Metro Toronto Convention Centre Oct 2 to 6 2008
Image courtesy of Galerie Van Der Planken Antwerp Image courtesy of Galerie Van Der Planken Antwerp

Image courtesy of Galerie Van Der Planken Antwerp

This weekend, Canada’s largest art fair takes over the Metro Toronto Convention Centre. And this year as in past ones, the most valuable stuff at the Toronto International Art Fair won’t necessarily be what’s sold, but what’s told.

Along with casual chitchat, which in itself bound to take in a range of topics at the current moment—Will market mayhem cause gallery closures and donation drops? Can fragile “unmonumental” works really stand as a substantial art movement? What’s the impact of recent culture cuts on art production in Canada?—there are more structured opportunities to investigate these topics too.

Top of the list for many fair-goers will be Iwona Blazwick’s lecture, part of the Power Talks series, on Sunday at 4pm.
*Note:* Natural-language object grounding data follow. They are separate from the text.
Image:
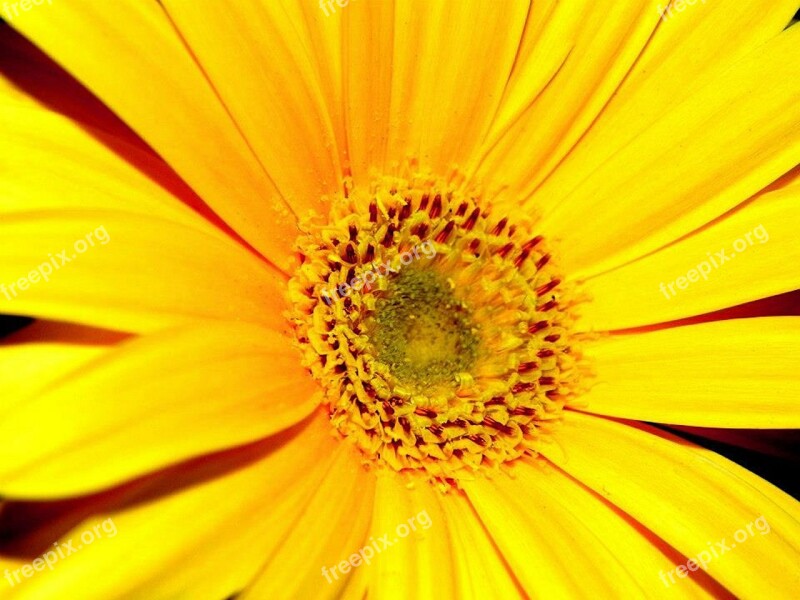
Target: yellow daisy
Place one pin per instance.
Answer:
(376, 299)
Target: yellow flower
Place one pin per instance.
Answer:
(376, 299)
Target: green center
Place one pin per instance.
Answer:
(422, 331)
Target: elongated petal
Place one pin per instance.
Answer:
(690, 498)
(424, 79)
(726, 142)
(129, 272)
(582, 58)
(35, 356)
(720, 266)
(688, 47)
(174, 108)
(304, 565)
(257, 58)
(153, 402)
(735, 373)
(562, 517)
(160, 543)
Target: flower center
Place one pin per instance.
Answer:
(441, 334)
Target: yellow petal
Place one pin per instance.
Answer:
(77, 168)
(724, 143)
(424, 79)
(128, 272)
(734, 373)
(332, 530)
(42, 352)
(149, 78)
(581, 64)
(689, 45)
(479, 569)
(206, 540)
(749, 254)
(150, 403)
(689, 497)
(271, 88)
(540, 514)
(413, 556)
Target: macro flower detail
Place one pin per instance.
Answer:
(458, 362)
(405, 299)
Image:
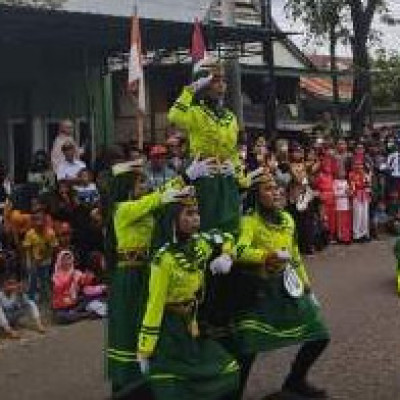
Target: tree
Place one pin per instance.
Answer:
(324, 21)
(386, 78)
(358, 33)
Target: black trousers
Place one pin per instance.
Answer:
(305, 359)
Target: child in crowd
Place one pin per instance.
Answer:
(67, 303)
(15, 304)
(323, 184)
(86, 192)
(360, 186)
(343, 213)
(380, 219)
(39, 244)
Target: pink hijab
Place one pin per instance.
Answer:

Known as a key force in the British art world thanks to successes achieved in her former post as head of exhibitions and displays at Tate Modern, Blazwick was also the first curator to give Damien Hirst (whose sales, as we all know, seem quite secure at this point in time) an institutional exhibition.
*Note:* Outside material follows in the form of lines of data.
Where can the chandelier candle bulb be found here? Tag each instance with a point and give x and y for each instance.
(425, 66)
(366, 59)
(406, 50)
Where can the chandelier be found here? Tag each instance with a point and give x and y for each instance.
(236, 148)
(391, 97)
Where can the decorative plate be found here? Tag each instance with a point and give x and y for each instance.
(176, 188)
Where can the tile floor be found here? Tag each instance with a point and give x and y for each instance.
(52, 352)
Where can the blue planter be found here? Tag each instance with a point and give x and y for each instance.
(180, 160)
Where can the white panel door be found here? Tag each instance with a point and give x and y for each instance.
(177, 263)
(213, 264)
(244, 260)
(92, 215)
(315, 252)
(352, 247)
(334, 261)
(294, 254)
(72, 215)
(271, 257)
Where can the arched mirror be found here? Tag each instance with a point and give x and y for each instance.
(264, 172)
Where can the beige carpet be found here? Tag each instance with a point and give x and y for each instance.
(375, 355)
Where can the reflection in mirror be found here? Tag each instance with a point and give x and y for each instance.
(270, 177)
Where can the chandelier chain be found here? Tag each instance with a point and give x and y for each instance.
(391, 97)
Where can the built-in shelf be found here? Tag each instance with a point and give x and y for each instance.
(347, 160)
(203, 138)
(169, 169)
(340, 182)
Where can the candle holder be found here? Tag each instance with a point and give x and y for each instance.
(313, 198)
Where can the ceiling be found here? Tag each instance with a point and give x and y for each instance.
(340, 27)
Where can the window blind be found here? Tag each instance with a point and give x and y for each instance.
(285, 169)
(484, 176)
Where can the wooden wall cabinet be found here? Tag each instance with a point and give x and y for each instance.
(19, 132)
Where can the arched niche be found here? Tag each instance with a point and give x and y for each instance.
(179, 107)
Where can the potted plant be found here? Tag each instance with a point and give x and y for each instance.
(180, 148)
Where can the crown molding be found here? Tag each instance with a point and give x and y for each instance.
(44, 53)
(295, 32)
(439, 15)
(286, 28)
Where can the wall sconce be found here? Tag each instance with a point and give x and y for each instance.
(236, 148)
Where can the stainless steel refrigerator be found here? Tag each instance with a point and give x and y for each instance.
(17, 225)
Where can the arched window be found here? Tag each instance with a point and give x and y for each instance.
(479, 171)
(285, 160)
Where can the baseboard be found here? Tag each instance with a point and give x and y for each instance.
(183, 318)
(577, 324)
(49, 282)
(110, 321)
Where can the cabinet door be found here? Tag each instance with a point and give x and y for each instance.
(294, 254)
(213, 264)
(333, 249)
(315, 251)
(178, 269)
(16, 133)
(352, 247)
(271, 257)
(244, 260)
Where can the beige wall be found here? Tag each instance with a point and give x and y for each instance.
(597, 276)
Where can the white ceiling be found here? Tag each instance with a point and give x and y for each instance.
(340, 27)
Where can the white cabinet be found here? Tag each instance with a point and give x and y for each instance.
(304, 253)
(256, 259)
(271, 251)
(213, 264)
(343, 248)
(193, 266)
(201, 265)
Today, Blazwick continues to remain influential as a commissioning editor of Phaidon’s contemporary art series and as director of London’s Whitechapel Art Gallery. Her talk promises to examine “case studies in the evolution of curating and the conditions of looking.” Another Power Talk by Singapore Biennale artistic director Fumio Nanjo on Saturday at 4pm looks promising as well.

Also of interest for generating global conversations is “Invisible Cities,” a new video program and lounge curated by Micaela Giovanotti, the former American editor of Tema Celeste and ongoing US correspondent for www.exibart.com. In an email exchange with Canadian Art earlier this year, Giovanotti noted that the program will include artists who have no gallery representation as well as ones from galleries at the fair. Watch out for works by Italy’s Stefano Cagol, US/UK artist Rob Carker, Korea’s Miouk Lim and Czech artist Jakub Nepras.
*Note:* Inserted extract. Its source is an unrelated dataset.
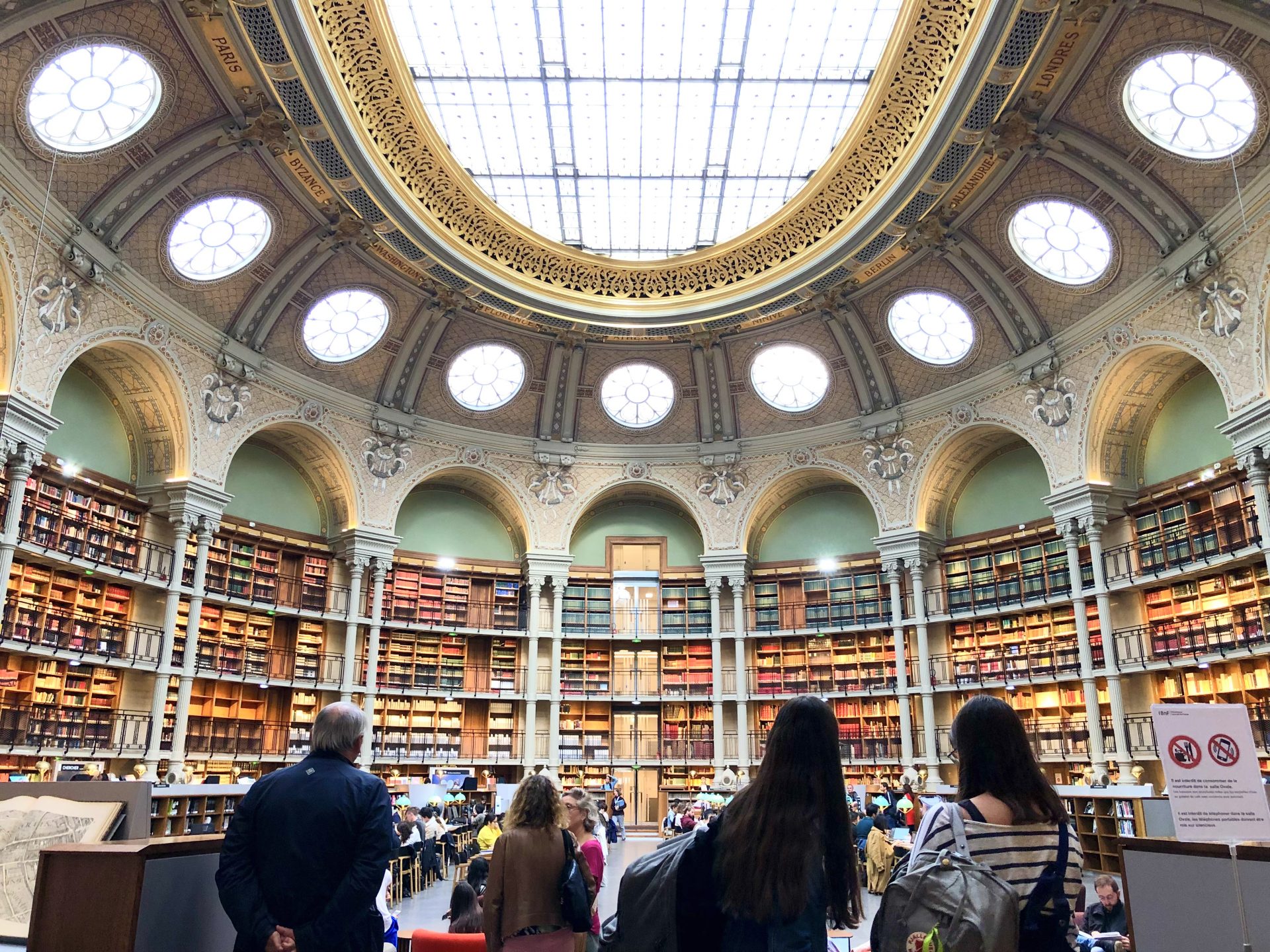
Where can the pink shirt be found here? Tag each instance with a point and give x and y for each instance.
(595, 855)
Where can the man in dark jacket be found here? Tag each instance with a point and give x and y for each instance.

International artists further come to the fore this year thanks to an expanded 30-plus passel of non-Canadian galleries. These include AGA-T, Nagoya; Praxis International Art, Buenos Aires, Miami and New York; Galerie Grita Insam, Vienna; Wilde Gallery, Berlin; Xerxes Fine Arts, London; Sundaram Tagore, Beverly Hills, Hong Kong and New York; and many more. Leave your passport at home, and bring an open mind.